用意周到なんて文字を脳内辞書に載せてなさそうな友人の顔を思い出す。絶対に傘なんて持ってきていない。空を見上げる。どんより曇り空。どんどん強くなる雨音。観念したように、私はため息を吐いた。

「…この傘、ちょっと貸してきます」

そう言うと、森山先輩の表情は天気に似つかわしくないほどパアッと晴れ渡った。キモいウザい。

傘をひろに渡してきて、私は天気のようにどんよりした顔で、今。森山先輩がさしている傘の中にいる。この雨の中傘をささないで帰るというのは馬鹿げているし、森山先輩の傘に入るという苦渋の決断をせざるを得なかったのだ。森山先輩の傘っていうか、黄瀬くんのだけど。

森山先輩はさっきからピーチクパーチク私に俺と君の出会いは運命だとか神様の悪戯だとか訳のわからないことをわざとらしくかっこつけたような作った声で囁き続ける。そしてその言葉たちは私の耳から耳へと素通りしていく。

「よくそんなに次から次へと色んな口説き文句が出ますね…」

思いっきり皮肉を言ったつもりなのだが、森山先輩は何故かそれを褒め言葉として受け取り、ふふんと得意げに鼻を鳴らした。馬鹿じゃねーの、この人。

「君を見ていると、どんどん気持ちが溢れだして、それが言葉となって、君に…君だけに言いたくなるんだ…」

決め顔うぜえ。グーパンしてえ。

怨念をこめて睨みを効かす。そこで、私は今日初めてまともに森山先輩の顔を見上げたことに気付いた。顔の位置が高い。私より二十センチは高い。今までも黄瀬くんや他の男バスの人といるところしか見たことなかったし、顔を見るだけでイラついたからろくに見上げたことなかったんだ。だから、あまり気付かなかったんだけど、この人、身長高いんだ。顔立ちも整っているし。スタメンだし。完璧に見える。

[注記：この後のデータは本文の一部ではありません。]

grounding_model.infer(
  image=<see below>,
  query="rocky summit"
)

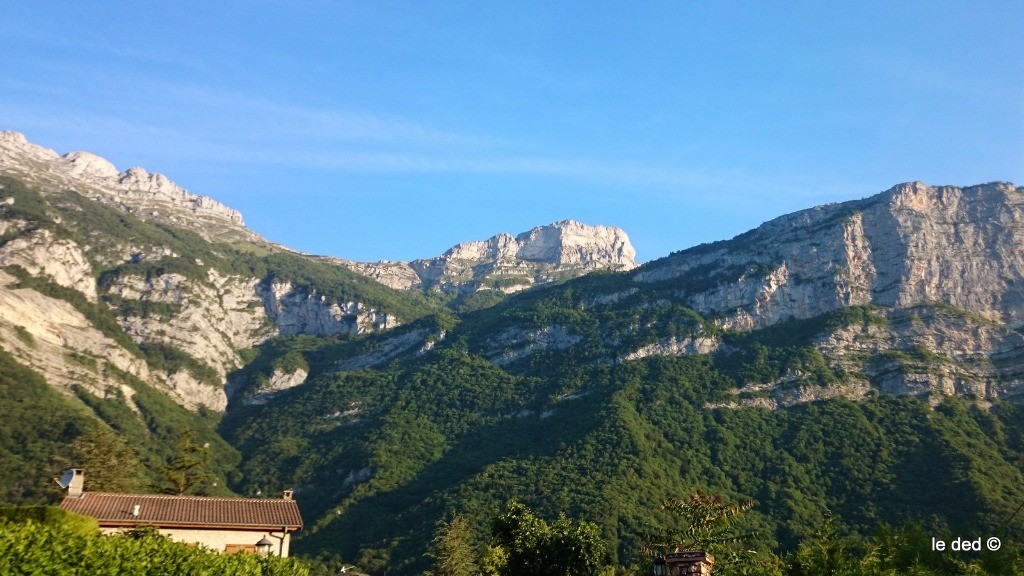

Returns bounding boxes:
[6,132,1024,574]
[337,220,637,293]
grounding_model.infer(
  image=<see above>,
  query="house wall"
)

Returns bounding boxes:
[99,527,292,558]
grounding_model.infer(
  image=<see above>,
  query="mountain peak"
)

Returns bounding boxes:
[0,130,245,228]
[338,219,637,293]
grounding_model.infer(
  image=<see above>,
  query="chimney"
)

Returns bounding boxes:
[60,468,85,498]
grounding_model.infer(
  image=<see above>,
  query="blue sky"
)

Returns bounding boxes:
[0,1,1024,260]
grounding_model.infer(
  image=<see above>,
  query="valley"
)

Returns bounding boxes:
[0,132,1024,574]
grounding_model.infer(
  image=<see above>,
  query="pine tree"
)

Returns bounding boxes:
[73,427,144,492]
[429,515,477,576]
[160,429,211,494]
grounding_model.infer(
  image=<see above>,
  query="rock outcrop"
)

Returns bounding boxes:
[338,220,637,293]
[634,182,1024,330]
[0,130,247,239]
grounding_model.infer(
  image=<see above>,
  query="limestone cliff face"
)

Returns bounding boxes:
[339,220,637,293]
[0,131,411,410]
[259,282,399,336]
[634,182,1024,330]
[0,130,247,240]
[0,224,96,302]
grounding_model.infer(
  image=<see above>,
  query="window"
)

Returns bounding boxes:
[224,544,256,554]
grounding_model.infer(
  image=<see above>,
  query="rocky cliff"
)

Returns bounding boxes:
[0,130,247,240]
[339,220,637,293]
[634,182,1024,330]
[0,131,428,410]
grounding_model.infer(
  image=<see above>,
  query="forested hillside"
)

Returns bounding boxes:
[6,143,1024,574]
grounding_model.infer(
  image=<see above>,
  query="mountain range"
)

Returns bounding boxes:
[0,132,1024,573]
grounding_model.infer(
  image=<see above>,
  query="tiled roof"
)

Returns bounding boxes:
[60,492,302,531]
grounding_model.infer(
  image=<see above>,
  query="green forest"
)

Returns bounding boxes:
[0,172,1024,576]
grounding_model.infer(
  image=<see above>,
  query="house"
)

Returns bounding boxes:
[59,469,302,557]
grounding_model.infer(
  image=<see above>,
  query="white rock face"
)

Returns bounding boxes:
[484,325,583,366]
[0,130,246,238]
[634,182,1024,329]
[0,271,227,411]
[0,224,96,302]
[618,336,721,362]
[258,283,399,336]
[110,270,276,381]
[337,220,637,293]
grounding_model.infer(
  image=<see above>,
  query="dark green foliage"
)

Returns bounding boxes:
[0,521,309,576]
[74,367,240,494]
[0,349,96,503]
[73,426,146,492]
[645,490,771,575]
[428,515,478,576]
[159,429,212,495]
[490,501,609,576]
[0,504,99,536]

「好美ちゃん…?そ、そんな見つめて…。ようやく俺の魅力に気がつい、」

「な訳ないでしょう」

本当、完璧に“見える”。

決め顔の森山先輩をばっさりと切り捨てると、森山先輩はがっくりと肩を落とした。

って、あ。

視界の隅に私の近くにある右肩ではなく、左の肩が入る。ブレザーの色が変わるほどに濡れていた。視線を少し上げると、私の方に傘が傾いている。

…小癪な真似を。

ハァッとため息を吐いた。

「…先輩。かっこつけなくていいですから、傘、自分の方にも向けてください」

「え!?ち、違う!これは確かに『わあ、森山先輩私を気遣ってくれている!かっこいい!』と思ってほしくてやったことでもあるけど君に」

「はいはい自白はいいから、傘、ちゃんと自分の方にもさしてください。これで先輩が風邪でも引いてきたら、私目覚めが悪いじゃないですか。予選の決勝も近いんだし。ちゃんと自分の体も大事にしてください」

睨みを効かせながら、ぐい、と傘の柄を掴んで先輩の方に向ける。

森山先輩はただ私にされるがままで、ぼけっとしていた。ぽかんと口を開いている呆けた顔で私をじいっと見ているので「なんですか」とつっけんどんに訊く。

「いや…、その…。素敵な子だなあ、と思って…」

今度は私がぽかんと口を開ける番だった。首をこてんと落とし、今日何度目かわからないため息を吐く。

「なっ、なんでため息をつくんだそこで!?」

「…どんな時でも口説くのを忘れない先輩のスタンスに呆れたんですよ…。もういいですって…」

はあ、と大きくて深いため息をこれみよがしに吐く。

ああ、はやく駅につかないかな。この人と一緒にいると疲れる。

薄っぺらな甘い口説き文句を耳にタコができるほど聞かされて、心なしか頭痛を起こしているような気がして、額を抑える。

「っていうか、森山先輩スタメンなら、」

「違う」

せっかくだし、さらに毒を吐いて二度と私に近寄れないくらいのダメージを食らわせてやろうとして口を開いたら、森山先輩の真剣な声色に邪魔された。

遮られたことを不快に思い、むっと眉間に皺を寄せて、森山先輩を見ると、いつもの私の前で作っているかっこつけた顔ではなく、まるで試合の時みたいに真剣な顔をしている森山先輩が、私の顔から約二十センチ高いところにあった。

「本当に、普通に、素敵な子だな、って思ったんだ。口説くとか、そういうのじゃなくて」

試合している時の森山先輩の顔なんて、見たことないけど。

多分、こういう顔をしているんだろうなって思った。

「森山先輩。鼻水垂れていますよ」

一点を除いて。

「…え。え!?は!?」

きょとんとした後、驚愕に目を見開き、次に手の甲で鼻の下をぐいぐい拭ってから、手の甲を驚愕の眼差しで見てから「マ、マジかよ…!」と情けない声を上げる森山先輩に、私は白い眼を向ける。

「ちょ、ちょちょちょっと!今のやり直しさせて!?それか忘れてくれないかな!?」

「無理です。私人の恥ずかしい行動とかはよく覚えている性質なので」

「やめて!!お願い!!マジで今のは忘れて!!忘れよう!?」

必死の形相で片手で「この通り!」と軽く頭を下げて拝んでくる森山先輩は不憫で哀れで情けなくて。

だから。

「…まあ、努力はしておきます」

私はちょっと、口元を緩ませる程度にはおかしくて、笑ってしまった。